Ich habe die Farben "namentlich" in einer txt-Datei gespeichert, die ich von aussen bei Bedarf ändern möchte, ohne in den Code reinzumüssen....  Bitte um Hilfe, wie ich das regeln kann... Danke!


----------



## Gelöschtes Mitglied 9001 (11. Dez 2008)

Im einfachsten Fall:

```
if (colorname.equals("black")) {
   g.setColor(Color.BLACK);
} else
if (colorname.equals("red")) {
    g.setColor(Color.RED);
} else

  ...
```

Ansonsten eine Map anlegen, in der alle von Dir benötigten Farben angelegt mit ihren Namen als Schlüssel drin sind.


----------



## Taggert (11. Dez 2008)

Hallo,

das mit der txt Datei ist noch so schön, denn dann musst Du ja die Datei erst auslesen, die dort gespeicherten Werte in ein COLOR Objekt verwandeln und diese dann zuweisen.  Soweit ich das gerade verstanden habe, hast Du nur eine txt Datei in  dem die Werte stehen, aber Du diese nie zuweist.  Du hoffst einfach nur, dass Dein Java Programm di Datei ausliest und die Werte dann automatisch setzt.  Ich glaube, wenn das die Computer alle könnten, dann bräuchte man keine Softwareentwickler mehr.

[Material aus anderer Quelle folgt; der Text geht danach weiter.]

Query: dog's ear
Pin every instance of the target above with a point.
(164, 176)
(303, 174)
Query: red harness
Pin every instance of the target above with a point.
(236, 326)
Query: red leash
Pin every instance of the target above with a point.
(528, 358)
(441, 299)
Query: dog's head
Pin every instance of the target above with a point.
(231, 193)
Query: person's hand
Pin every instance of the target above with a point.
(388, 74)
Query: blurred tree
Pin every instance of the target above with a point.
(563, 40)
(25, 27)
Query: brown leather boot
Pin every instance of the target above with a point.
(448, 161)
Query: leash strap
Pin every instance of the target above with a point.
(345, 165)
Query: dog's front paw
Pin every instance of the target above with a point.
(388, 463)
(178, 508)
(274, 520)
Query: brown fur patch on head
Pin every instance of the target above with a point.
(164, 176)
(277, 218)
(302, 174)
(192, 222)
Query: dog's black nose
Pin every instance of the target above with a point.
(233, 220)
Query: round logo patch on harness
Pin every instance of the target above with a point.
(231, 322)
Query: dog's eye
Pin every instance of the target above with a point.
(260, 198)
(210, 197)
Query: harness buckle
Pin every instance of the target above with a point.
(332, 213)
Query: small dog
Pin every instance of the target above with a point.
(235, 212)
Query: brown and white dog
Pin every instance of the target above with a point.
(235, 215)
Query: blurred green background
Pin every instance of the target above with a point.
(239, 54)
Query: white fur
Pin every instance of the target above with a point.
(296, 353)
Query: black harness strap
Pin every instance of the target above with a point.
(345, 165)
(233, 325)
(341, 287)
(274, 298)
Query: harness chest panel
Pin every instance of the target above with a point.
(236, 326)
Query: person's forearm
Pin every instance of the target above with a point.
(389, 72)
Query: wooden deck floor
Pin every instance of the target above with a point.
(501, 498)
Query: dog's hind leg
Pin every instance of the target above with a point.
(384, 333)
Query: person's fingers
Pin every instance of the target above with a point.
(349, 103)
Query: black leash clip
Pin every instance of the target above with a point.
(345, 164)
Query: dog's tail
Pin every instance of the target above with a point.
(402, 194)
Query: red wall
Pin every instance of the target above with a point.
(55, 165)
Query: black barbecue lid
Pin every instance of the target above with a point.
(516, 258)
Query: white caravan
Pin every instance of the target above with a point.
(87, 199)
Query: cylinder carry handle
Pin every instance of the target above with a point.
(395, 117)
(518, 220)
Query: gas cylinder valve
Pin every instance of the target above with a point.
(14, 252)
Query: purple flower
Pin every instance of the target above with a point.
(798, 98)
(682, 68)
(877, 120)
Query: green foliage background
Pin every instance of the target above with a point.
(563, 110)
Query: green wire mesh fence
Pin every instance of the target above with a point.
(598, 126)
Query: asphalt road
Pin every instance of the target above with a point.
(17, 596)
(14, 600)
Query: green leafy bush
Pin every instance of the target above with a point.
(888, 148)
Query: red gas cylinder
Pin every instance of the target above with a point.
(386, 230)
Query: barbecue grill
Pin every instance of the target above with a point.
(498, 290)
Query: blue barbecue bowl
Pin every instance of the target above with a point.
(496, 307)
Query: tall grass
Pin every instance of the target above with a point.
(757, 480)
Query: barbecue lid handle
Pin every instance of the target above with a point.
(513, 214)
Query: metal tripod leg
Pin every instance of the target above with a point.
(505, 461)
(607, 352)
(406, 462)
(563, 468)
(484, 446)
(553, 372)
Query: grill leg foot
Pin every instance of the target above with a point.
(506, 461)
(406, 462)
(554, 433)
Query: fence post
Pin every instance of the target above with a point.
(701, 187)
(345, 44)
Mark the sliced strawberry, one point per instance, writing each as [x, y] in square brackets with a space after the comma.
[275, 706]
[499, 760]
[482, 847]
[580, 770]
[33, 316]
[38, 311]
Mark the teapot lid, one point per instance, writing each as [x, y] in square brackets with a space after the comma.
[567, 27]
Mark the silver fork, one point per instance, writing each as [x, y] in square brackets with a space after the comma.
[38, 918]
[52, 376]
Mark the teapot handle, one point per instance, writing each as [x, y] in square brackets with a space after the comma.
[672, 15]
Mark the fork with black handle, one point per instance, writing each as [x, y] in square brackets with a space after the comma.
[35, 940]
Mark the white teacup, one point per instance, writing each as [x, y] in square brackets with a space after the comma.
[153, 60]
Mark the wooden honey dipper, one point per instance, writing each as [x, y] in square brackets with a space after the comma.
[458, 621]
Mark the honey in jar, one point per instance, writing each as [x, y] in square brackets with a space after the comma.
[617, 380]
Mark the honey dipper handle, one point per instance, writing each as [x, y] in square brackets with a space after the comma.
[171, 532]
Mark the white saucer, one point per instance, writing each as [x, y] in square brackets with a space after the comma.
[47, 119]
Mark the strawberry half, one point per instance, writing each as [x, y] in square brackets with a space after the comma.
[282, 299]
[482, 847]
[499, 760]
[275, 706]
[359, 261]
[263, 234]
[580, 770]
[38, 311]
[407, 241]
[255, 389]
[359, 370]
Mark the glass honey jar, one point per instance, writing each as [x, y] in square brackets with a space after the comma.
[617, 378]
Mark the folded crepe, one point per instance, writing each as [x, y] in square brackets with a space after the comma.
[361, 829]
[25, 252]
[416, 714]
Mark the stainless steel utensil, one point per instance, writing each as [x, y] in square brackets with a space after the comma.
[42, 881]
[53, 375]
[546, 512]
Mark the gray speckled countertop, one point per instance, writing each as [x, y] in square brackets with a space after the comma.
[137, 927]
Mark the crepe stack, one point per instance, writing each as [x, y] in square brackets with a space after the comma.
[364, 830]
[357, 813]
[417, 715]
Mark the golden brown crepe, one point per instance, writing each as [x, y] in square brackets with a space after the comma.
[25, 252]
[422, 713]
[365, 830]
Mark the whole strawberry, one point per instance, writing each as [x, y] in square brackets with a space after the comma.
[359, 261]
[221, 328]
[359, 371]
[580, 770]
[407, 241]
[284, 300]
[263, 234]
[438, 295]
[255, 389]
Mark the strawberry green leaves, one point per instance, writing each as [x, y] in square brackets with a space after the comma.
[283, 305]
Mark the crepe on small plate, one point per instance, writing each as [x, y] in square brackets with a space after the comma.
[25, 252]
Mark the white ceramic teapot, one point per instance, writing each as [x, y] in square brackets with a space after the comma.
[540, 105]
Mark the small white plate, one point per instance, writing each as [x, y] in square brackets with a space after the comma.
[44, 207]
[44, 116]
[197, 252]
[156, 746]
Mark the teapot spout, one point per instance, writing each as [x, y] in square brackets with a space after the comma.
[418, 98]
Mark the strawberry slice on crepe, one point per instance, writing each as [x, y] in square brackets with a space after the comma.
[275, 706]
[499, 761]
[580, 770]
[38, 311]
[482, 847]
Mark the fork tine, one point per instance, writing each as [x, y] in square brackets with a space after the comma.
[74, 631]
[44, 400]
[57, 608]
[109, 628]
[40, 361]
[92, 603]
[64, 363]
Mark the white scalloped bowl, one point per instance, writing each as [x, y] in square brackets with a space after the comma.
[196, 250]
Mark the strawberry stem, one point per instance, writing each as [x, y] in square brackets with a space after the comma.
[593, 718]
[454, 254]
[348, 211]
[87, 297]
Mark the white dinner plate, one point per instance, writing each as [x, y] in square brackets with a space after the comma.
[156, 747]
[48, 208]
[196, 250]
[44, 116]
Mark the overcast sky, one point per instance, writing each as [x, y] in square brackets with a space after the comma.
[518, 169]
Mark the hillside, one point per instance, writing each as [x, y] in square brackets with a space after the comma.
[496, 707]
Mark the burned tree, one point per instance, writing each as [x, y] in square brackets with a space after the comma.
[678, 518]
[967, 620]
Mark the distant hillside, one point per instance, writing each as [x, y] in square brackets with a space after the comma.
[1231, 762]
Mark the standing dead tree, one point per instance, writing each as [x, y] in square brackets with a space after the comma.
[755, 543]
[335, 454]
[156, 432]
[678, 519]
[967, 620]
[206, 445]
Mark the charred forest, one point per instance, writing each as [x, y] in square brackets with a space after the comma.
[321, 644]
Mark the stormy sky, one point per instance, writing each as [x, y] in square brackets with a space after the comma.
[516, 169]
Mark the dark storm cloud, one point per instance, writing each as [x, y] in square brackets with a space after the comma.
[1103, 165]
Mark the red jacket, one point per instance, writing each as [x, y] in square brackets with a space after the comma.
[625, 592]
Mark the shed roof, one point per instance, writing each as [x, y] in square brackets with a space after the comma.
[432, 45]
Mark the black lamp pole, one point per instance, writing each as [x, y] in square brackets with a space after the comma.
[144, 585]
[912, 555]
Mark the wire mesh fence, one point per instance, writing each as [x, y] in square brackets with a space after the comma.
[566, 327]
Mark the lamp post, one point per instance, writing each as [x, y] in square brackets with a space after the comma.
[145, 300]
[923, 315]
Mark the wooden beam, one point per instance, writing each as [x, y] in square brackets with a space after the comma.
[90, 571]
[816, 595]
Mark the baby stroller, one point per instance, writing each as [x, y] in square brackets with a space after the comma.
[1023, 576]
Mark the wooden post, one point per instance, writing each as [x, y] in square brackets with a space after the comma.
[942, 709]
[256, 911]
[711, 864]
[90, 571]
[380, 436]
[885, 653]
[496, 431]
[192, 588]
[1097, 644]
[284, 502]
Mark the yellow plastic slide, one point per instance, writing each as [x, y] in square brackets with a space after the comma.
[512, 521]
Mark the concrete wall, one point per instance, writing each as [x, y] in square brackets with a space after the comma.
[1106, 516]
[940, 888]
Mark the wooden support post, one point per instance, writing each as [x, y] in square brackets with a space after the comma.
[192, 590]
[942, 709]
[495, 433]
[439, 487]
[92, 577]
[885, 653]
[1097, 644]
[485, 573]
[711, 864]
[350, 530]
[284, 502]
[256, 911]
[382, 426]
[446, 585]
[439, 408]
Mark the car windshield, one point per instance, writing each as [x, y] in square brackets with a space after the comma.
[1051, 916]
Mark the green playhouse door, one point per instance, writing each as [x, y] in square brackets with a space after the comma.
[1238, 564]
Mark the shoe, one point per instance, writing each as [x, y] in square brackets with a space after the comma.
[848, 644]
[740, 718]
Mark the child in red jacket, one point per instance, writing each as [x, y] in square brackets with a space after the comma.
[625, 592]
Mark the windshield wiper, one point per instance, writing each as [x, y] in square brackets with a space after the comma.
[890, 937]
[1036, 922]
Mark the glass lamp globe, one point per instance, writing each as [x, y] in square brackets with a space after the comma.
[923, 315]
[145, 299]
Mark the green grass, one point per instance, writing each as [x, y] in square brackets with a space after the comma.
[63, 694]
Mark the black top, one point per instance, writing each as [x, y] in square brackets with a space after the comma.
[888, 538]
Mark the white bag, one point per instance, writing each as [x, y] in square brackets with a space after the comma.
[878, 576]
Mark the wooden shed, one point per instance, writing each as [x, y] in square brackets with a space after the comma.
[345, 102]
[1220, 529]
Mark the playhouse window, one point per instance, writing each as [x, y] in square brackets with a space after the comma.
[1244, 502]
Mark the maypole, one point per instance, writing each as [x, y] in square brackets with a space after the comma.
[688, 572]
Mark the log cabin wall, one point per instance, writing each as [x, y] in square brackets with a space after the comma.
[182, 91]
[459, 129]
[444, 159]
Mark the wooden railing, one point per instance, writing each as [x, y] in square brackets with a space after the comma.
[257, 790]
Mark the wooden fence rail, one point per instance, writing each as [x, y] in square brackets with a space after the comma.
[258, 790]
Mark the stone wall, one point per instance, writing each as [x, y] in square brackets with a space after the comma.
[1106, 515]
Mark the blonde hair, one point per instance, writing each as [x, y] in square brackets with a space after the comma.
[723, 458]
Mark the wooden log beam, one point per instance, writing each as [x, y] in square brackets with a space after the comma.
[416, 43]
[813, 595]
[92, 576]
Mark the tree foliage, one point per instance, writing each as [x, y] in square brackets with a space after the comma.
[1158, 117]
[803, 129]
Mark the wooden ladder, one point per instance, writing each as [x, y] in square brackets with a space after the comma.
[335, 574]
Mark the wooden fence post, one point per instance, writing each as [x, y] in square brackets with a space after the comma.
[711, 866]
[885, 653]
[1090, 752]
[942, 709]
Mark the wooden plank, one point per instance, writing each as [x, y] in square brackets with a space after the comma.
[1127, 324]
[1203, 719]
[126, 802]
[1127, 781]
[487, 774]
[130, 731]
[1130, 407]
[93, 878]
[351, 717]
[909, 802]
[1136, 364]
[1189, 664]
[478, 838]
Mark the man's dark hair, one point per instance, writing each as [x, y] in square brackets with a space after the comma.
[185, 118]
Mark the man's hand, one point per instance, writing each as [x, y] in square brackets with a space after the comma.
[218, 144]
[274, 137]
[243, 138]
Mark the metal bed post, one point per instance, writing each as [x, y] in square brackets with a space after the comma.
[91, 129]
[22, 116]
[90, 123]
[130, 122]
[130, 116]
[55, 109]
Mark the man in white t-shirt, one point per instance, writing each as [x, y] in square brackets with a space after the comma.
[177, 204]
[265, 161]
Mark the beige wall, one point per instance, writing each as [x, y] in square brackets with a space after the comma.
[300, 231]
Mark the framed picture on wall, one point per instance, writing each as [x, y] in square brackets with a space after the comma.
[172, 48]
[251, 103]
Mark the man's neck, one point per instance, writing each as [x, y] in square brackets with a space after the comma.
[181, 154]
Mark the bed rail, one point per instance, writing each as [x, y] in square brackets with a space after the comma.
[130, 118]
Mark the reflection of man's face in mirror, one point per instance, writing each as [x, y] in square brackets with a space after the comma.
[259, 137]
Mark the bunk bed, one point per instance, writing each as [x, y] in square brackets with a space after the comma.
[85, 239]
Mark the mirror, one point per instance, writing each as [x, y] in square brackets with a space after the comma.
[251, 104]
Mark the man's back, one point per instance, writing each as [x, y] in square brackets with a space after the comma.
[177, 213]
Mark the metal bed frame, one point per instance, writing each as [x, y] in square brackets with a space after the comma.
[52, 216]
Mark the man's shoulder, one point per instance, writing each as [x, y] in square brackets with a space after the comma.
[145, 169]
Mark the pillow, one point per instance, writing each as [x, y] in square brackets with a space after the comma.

Vielleicht hab ich Dich auch einfach falsch verstanden.  Wenn dem so ist, dann einfach mal kurz posten.


----------



## Taggert (11. Dez 2008)

Wenn Du es unbedingt über eine Datei machen willst, dann schau Dir mal die property Files in Java an,


----------



## Andre1978 (11. Dez 2008)

Die Textdatei lese ich schon aus:


```
File f = new File(pfad+"config.txt");
			FileInputStream fis = new FileInputStream(f);
			InputStreamReader isr = new InputStreamReader(fis);
			BufferedReader br = new BufferedReader(isr);
			int zeile = 1;   // Auszulesene Zeile bestimmen!
			for (int i = 0; i < zeile; i++){
				br.readLine();
			}
			String[] spalten = br.readLine().split(",");
			String s1 = (spalten[0]);    // s1 = Farbe!
```


----------



## Oli (11. Dez 2008)

Hallo,

müssen denn in der Textdatei die Namen der Farben umbedingt in Klartext stehen?
Wenn du es regeln könntest, dass dort die RGB oder Hexadezimalwerte stehen, dann kannst du das einfach parsen und mit

new Color(Integer.parseInt(r), Integer.parseInt(g), Integer.parseInt(b)) 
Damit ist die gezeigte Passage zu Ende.